Popular opinion says that our favorite drink is tea and favourite food the french fry. But could it be that our tastes are becoming just a little more sophisticated around these parts? Last summer’s Right Some Good offered a “foodie adventure” pairing local food with top chefs from around the world; local farmers markets are growing, literally, as is interest in locally sourced foods; and this weekend there will be three Sommeliers (sounds like “sum mall yea”) in town sharing their knowledge with eager audiences wanting to learn more about how food and wines work together.
On Saturday, March 24, two events will put our tastes to the test. At Flavor 19 Jonathan Wilson and Craig Michie will be doing battle over which wine goes best with a balanced and challenging 5 course meal by Nathan Susin in Sommelier Survivor. Meanwhile, Kathyn Harding from Bishop’s Cellar will be at the Cape Breton Centre for Craft and Design for Stems and Legs Fine Wine Tasting, offering 15 wines to taste along with canapés from Trio designed by chef Dean LeGros. Both events promise to jumpstart your knowledge and provide a really good opportunity to play with your food.
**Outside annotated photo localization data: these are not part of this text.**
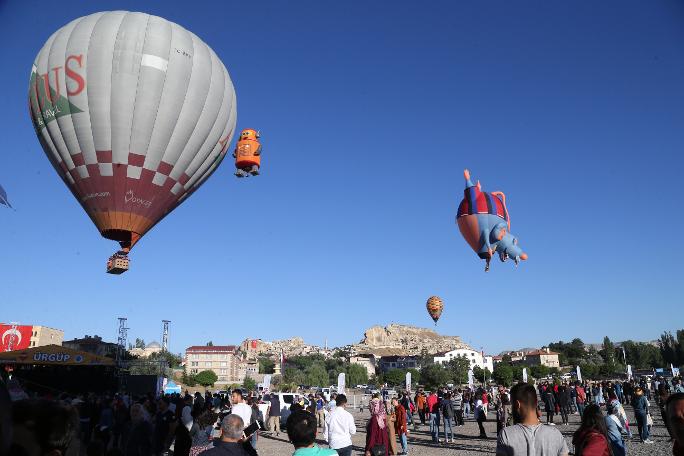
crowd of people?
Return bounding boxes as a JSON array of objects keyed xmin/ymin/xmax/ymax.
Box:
[{"xmin": 1, "ymin": 374, "xmax": 684, "ymax": 456}]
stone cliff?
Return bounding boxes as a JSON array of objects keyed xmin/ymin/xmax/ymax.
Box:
[{"xmin": 354, "ymin": 324, "xmax": 468, "ymax": 355}]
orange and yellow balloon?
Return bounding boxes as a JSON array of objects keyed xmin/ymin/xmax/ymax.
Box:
[{"xmin": 426, "ymin": 296, "xmax": 444, "ymax": 324}]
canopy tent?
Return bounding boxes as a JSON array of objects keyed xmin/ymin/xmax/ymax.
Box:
[
  {"xmin": 0, "ymin": 344, "xmax": 114, "ymax": 366},
  {"xmin": 164, "ymin": 380, "xmax": 181, "ymax": 394}
]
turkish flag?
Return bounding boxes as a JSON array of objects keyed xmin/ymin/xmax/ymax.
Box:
[{"xmin": 0, "ymin": 325, "xmax": 33, "ymax": 351}]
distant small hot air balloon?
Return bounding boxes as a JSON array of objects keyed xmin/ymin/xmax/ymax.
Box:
[
  {"xmin": 426, "ymin": 296, "xmax": 444, "ymax": 324},
  {"xmin": 28, "ymin": 12, "xmax": 237, "ymax": 274},
  {"xmin": 456, "ymin": 169, "xmax": 527, "ymax": 272},
  {"xmin": 0, "ymin": 184, "xmax": 11, "ymax": 209},
  {"xmin": 233, "ymin": 129, "xmax": 262, "ymax": 178}
]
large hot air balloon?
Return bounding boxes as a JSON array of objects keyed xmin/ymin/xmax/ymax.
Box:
[
  {"xmin": 426, "ymin": 296, "xmax": 443, "ymax": 324},
  {"xmin": 0, "ymin": 184, "xmax": 11, "ymax": 208},
  {"xmin": 456, "ymin": 169, "xmax": 527, "ymax": 271},
  {"xmin": 28, "ymin": 12, "xmax": 237, "ymax": 274}
]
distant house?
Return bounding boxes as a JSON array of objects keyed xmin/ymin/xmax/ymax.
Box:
[
  {"xmin": 130, "ymin": 341, "xmax": 163, "ymax": 358},
  {"xmin": 433, "ymin": 348, "xmax": 493, "ymax": 371},
  {"xmin": 349, "ymin": 354, "xmax": 377, "ymax": 379},
  {"xmin": 524, "ymin": 348, "xmax": 560, "ymax": 368},
  {"xmin": 63, "ymin": 335, "xmax": 118, "ymax": 357},
  {"xmin": 379, "ymin": 356, "xmax": 418, "ymax": 372}
]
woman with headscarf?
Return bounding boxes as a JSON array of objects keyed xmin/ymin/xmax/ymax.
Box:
[
  {"xmin": 571, "ymin": 404, "xmax": 610, "ymax": 456},
  {"xmin": 385, "ymin": 400, "xmax": 398, "ymax": 455},
  {"xmin": 365, "ymin": 395, "xmax": 389, "ymax": 456},
  {"xmin": 607, "ymin": 391, "xmax": 632, "ymax": 439}
]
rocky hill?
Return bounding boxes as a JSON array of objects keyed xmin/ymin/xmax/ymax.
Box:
[{"xmin": 352, "ymin": 324, "xmax": 469, "ymax": 356}]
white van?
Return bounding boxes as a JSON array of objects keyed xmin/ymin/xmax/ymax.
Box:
[{"xmin": 259, "ymin": 392, "xmax": 312, "ymax": 425}]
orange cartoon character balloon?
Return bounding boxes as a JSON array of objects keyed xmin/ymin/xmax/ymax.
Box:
[{"xmin": 233, "ymin": 129, "xmax": 262, "ymax": 178}]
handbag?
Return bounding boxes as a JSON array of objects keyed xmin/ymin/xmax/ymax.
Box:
[
  {"xmin": 371, "ymin": 444, "xmax": 386, "ymax": 456},
  {"xmin": 646, "ymin": 413, "xmax": 653, "ymax": 426}
]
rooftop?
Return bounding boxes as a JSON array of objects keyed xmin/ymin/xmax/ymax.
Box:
[
  {"xmin": 186, "ymin": 345, "xmax": 237, "ymax": 353},
  {"xmin": 525, "ymin": 349, "xmax": 559, "ymax": 356}
]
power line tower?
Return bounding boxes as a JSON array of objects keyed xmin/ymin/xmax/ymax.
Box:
[{"xmin": 161, "ymin": 320, "xmax": 170, "ymax": 353}]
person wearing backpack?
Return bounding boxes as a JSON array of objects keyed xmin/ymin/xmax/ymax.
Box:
[{"xmin": 440, "ymin": 392, "xmax": 455, "ymax": 443}]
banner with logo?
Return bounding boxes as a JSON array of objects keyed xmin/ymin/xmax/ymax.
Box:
[
  {"xmin": 576, "ymin": 365, "xmax": 582, "ymax": 382},
  {"xmin": 0, "ymin": 344, "xmax": 114, "ymax": 366},
  {"xmin": 0, "ymin": 324, "xmax": 33, "ymax": 351},
  {"xmin": 337, "ymin": 373, "xmax": 346, "ymax": 394},
  {"xmin": 522, "ymin": 368, "xmax": 528, "ymax": 383},
  {"xmin": 627, "ymin": 364, "xmax": 633, "ymax": 380},
  {"xmin": 263, "ymin": 374, "xmax": 272, "ymax": 393},
  {"xmin": 468, "ymin": 369, "xmax": 474, "ymax": 389},
  {"xmin": 406, "ymin": 372, "xmax": 412, "ymax": 392}
]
Wine, like music, art and what’s appropriate to wear out of the house, is a matter of personal taste. I still have trouble getting past the fact that a bottle of wine with a screw cap, rather than a cork, can cost more than $5. Enjoying wine is easy, but understanding why can be intimidating. Whether it’s trying to pronounce new names and regions, understanding why acid in wine is OK, wondering “is there really chocolate in this wine”, or “is corkage a new sport?”, there is a lot learn. With the efforts and guidance of Sommeliers, I’ve learned to overcome my preconceived biases and throw my lip over the edge of wines that I never anticipated I would enjoy.
I learned through conversations with Jonathan Wilson that a Sommelier is a wine expert who has gone through extensive training and certification, and teaches about wine, creates wine holdings or cellars for individuals and restaurants, helps in customers’ wine selection, and takes care of wine.
Wine pairings can be like the age old question of which came first the chicken or the egg, as in “that’s a great bottle of wine – what’s to eat?” or “a wonderful meal – what wine goes with it best?”. I asked Nathan Susin, chef at Flavor 19, what was his logic in a challenge for the Sommeliers. Nathan explained how the meat and proteins like the Braised Pork Belly would call for one type of wine while the sauces, like the spiced coffee reduction, call for another. How each Sommelier solves the challenge involves two continents worth of wine and the tasters’ favorite wins the day.
Kathryn Harding explained the title of the Centre for Craft and Design’s event, “Stems and Legs”. It isn’t a flower show that walks around, but references stemmed wine glasses and how the wine is gently swirled to release the aroma and colour. As the wine swirls, the sugar in it drifts down the glass into rivulets which are the “legs” and will vary from wine to wine. For Stems and Legs, the wine selection came first, and will be offered in sections with a definite direction designed to get the most out of the wine. In this instance the canapés will indicate which wine will flourish when tasted.
So if you’re looking for something different to do this early Spring Saturday night, there are two interesting possibilities: sip, nibble, and learn surrounded by art at Stems and Legs ($40 per person, 7-9pm, Cape Breton Centre for Craft and Design), or sip, dine and see who will survive at Survivor Sommelier ($65 per person, 6pm, Flavor 19). And about the screw cap, I was pleased to learn that the cap lets the wine age and is safe to travel or be stored sideways or upright.